Governance and bias are the top barriers to AI adoption
There are still challenges facing generative AI adoption today. The data science professionals and IT platform owners surveyed said they foresee challenges around governance (57%), mitigating bias and ensuring fairness (51%) and control (49%), as well as finding employees with the skills for developing generative AI solutions (49%).

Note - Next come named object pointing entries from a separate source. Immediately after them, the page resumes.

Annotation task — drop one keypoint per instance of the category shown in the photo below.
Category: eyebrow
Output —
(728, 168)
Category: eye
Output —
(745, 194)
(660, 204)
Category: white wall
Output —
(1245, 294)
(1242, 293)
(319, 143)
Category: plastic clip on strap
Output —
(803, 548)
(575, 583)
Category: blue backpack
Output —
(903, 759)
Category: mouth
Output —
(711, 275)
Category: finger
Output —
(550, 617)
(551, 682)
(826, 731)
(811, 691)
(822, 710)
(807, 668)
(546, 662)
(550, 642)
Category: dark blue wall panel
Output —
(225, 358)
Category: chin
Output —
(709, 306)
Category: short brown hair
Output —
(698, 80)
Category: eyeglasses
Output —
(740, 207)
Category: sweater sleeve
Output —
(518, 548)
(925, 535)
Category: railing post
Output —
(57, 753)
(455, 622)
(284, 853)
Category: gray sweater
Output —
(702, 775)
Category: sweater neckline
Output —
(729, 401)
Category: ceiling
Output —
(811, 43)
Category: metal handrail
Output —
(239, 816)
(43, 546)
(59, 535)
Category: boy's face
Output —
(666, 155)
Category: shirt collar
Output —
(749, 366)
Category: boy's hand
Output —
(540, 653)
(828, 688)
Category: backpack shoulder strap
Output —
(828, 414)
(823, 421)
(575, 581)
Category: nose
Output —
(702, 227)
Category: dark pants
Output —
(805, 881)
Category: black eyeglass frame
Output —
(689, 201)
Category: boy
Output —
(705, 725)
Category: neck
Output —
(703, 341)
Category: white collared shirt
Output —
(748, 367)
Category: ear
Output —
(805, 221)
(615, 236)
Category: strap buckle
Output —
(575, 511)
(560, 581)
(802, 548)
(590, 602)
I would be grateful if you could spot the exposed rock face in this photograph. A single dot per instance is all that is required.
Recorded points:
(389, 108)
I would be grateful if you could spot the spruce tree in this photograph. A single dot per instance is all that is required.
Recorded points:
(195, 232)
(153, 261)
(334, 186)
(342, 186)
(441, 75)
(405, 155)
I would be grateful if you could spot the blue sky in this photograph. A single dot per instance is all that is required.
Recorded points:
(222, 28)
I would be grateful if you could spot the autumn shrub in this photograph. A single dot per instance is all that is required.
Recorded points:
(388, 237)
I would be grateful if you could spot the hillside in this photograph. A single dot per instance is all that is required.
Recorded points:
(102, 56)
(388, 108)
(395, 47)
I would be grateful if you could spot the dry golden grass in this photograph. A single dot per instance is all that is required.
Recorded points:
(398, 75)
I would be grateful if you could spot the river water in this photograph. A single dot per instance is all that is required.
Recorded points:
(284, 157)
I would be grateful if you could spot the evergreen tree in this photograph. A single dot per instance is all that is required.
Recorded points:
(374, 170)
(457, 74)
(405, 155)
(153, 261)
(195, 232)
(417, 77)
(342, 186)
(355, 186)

Data leakage is another problem cited by survey participants. Some are concerned about generative AI having low accuracy or leading to bad business decisions (35%) and budget overreach (33%).
Senior leadership in particular cited concerns about governing generative AI solutions generally (76%), as well as the reliability (76%) and security (71%) of solutions on the market today.
Is generative AI approaching the peak of its hype?
Other industry experts are warning the tech world to temper the hype.
“AI has great potential, but it is a huge high-risk bet, and a large percentage of your investment will likely go nowhere,” said Saurajit Kanungo, president of the consulting firm CG Infinity, in an email. “Only invest if you can measure the ROI in business terms – is it going to decrease costs or increase revenue?”
He points toward Gartner’s 2022 AI Hype Cycle graph, in which generative AI approaches the point labeled Peak of Inflated Expectations.
“I absolutely believe that AI (including generative AI) has the potential to drive value for every organization, big or small. However … I would advise executives to adopt AI as an evolution, not a revolution,” Kanungo said.
He finds the case for generative AI to be stronger than the case for the last hot technology investment trend: cryptocurrencies. “Cryptocurrencies require a whole new ecosystem or market to be made. Business cases to justify investing in generative AI in an organization are an easier challenge compared to making a whole market with cryptocurrencies,” Kanungo said.